Food and Drug Modernization Act (FDAMA)
Section 113: Status Report on Implementation

Theresa Toigo
Office of Special Health Issues, Food and Drug Administration
ttoigo@oc.fda.gov

Copyright 2004 By The Journal of Biolaw & Business
www.biolawbusiness.com

Theresa Toigo, RPh, MBA, is Director, Office of Special Health Issues, at the Food and Drug Administration (FDA).

The views expressed in this paper are those of the author and do not necessarily represent those of the Food and Drug Administration.

Cite as: Theresa Toigo, Food and Drug Modernization Act (FDAMA) Section 113: Status Report on implementation. J. BIOLAW & BUS., Vol. 7. No. 2, 2004.

ABSTRACT

The Food and Drug Administration Modernization Act (FDAMA; herein referred to as the "Modernization Act"), enacted November 21, 1997, amended the Federal Food, Drug, and Cosmetic Act. Section 113 of FDAMA directed the Secretary of the Department of Health and Human Services (DHSS), acting through the Director of the National Institutes of Health (NIH), to establish a publicly accessible data bank of information about clinical trials for serious or life threatening diseases and conditions. The National Library of Medicine made the first version of the Clinical Trials Data Bank available to the public on February 29, 2000, on the Internet at http://clinicaltrials.gov. The data bank included mainly NIH-sponsored trials. On March 18, 2002, the Food and Drug Administration (FDA) issued a final guidance entitled Information Program on Clinical Trials for Serious or Life-Threatening Diseases and Conditions.

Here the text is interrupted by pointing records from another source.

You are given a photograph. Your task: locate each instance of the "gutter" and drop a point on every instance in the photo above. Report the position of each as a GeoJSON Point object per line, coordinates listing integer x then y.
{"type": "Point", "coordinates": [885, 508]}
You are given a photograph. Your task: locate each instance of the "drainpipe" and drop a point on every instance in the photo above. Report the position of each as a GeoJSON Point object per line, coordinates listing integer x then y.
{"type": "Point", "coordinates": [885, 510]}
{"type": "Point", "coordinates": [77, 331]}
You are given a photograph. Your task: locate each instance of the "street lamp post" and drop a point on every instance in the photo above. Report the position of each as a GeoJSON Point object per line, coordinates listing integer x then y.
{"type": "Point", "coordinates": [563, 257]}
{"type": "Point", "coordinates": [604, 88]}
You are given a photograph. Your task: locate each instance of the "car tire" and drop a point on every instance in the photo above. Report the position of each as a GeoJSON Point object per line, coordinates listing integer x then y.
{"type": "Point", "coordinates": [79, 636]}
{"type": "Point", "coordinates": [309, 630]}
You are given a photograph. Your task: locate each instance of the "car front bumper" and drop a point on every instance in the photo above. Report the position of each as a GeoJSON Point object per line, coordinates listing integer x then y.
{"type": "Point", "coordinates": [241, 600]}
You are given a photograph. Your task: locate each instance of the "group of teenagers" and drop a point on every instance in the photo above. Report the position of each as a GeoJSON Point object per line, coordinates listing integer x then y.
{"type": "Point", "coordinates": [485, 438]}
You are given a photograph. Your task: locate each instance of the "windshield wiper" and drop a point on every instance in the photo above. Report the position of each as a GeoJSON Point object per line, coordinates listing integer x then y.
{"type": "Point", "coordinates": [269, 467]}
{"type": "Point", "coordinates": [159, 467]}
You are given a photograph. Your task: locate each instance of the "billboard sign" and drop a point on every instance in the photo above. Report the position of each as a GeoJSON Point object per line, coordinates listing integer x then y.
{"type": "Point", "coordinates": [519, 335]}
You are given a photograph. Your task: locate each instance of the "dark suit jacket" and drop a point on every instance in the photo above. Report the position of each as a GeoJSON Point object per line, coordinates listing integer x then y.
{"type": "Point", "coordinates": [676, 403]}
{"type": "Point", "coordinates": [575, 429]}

One and one-half years after publication of the final guidance, FDA issued a press release acknowledging the listing of the 1,000th industry-sponsored study in ClinicalTrials.gov. Although this milestone is gratifying, more needs to be done by FDA, pharmaceutical companies, and other sponsors. The challenge for FDA is to assess the need for further efforts to facilitate or perhaps to compel the pharmaceutical industry's participation in ClinicalTrials.gov.

INTRODUCTION

Congress has demonstrated a longstanding interest in improving public access to information about opportunities to participate in clinical trials of promising new treatments. In November 1988, Congress passed the Health Omnibus Programs Extension (HOPE) Act. Section 2317 of the HOPE Act directed the Secretary of the Department of Health and Human Services (DHHS), to establish services to disseminate information on HIV research, treatment, and prevention. [1] These services included providing information about clinical trials of investigational drugs, including biologic products, for HIV-related diseases. Almost 10 years later, Congress passed the 1997 Food and Drug Administration Modernization Act (Modernization Act). Section 113 of the Modernization Act directed the DHHS Secretary, acting through the Director of the National Institutes of Health (NIH), to establish a publicly accessible data bank of information about clinical trials for serious or life threatening diseases and conditions. [2]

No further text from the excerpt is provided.